The  BGR grant will also go to support the women’s job training and community center. At the center, the women will receive education, loans, and business training to empower them to start their own businesses and gain income that will directly increase the well-being of their children, families, and communities, lifting them out of poverty. The community center creates space for awareness-raising, health workshops, counseling, career guidance, and quality education that is currently lacking in the difficult environment of a large industrial slum. Year one of a three-year project.

14. India: Enhanced Food Security for Women Farmers

This is the third year of a three-year partnership with Oxfam India on a project being implemented in 13 villages in the Tehri Gharwal district of the Uttarakhand region. The project is designed to benefit over 6500 people in 1200 households of small and marginal farmers. Its focus is on enhancing food security for women farmers by building a sustainable production system that can prove resilient in the face of a changing climate.

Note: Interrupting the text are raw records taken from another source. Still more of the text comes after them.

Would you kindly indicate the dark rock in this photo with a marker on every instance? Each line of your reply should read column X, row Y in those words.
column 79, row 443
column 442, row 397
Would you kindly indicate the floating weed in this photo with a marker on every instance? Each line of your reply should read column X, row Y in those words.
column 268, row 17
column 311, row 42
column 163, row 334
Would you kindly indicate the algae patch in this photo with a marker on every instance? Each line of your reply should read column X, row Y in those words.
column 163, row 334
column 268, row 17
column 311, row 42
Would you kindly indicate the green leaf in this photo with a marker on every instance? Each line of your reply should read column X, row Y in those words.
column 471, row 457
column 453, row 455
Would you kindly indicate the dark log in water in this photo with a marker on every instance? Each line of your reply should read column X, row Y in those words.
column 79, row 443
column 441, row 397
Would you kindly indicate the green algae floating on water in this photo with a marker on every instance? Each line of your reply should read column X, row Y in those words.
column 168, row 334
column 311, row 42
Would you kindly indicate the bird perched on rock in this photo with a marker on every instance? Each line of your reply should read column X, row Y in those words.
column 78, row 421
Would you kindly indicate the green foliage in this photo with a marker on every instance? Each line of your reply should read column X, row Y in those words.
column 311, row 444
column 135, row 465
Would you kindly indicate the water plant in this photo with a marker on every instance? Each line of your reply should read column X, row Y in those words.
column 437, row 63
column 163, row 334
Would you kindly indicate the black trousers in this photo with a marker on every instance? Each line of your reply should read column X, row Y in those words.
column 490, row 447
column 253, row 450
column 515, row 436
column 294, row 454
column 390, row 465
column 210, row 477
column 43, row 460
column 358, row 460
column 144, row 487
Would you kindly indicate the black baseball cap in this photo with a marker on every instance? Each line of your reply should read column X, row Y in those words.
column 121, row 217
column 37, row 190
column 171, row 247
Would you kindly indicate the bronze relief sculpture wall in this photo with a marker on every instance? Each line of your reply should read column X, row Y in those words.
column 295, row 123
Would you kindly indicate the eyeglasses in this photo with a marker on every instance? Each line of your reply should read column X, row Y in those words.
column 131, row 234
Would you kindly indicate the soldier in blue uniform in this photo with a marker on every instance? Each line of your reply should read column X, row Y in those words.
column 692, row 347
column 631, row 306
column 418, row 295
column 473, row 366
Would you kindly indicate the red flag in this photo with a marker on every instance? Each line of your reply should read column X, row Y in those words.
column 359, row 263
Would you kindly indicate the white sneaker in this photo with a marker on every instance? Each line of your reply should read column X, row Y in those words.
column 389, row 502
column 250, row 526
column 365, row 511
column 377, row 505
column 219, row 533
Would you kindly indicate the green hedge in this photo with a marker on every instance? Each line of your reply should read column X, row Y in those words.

The project strengthens integrated farming systems; increases the use of the System of Rice Intensification (SRI); and teaches non-pesticidal sustainable agriculture.

This third year of the program will see the formation of a farmer’s field school; build the capacities of village-level resource persons; offer further training on low-input sustainable agriculture and forest, water, and soil conservation; and create links with the government to spread new information.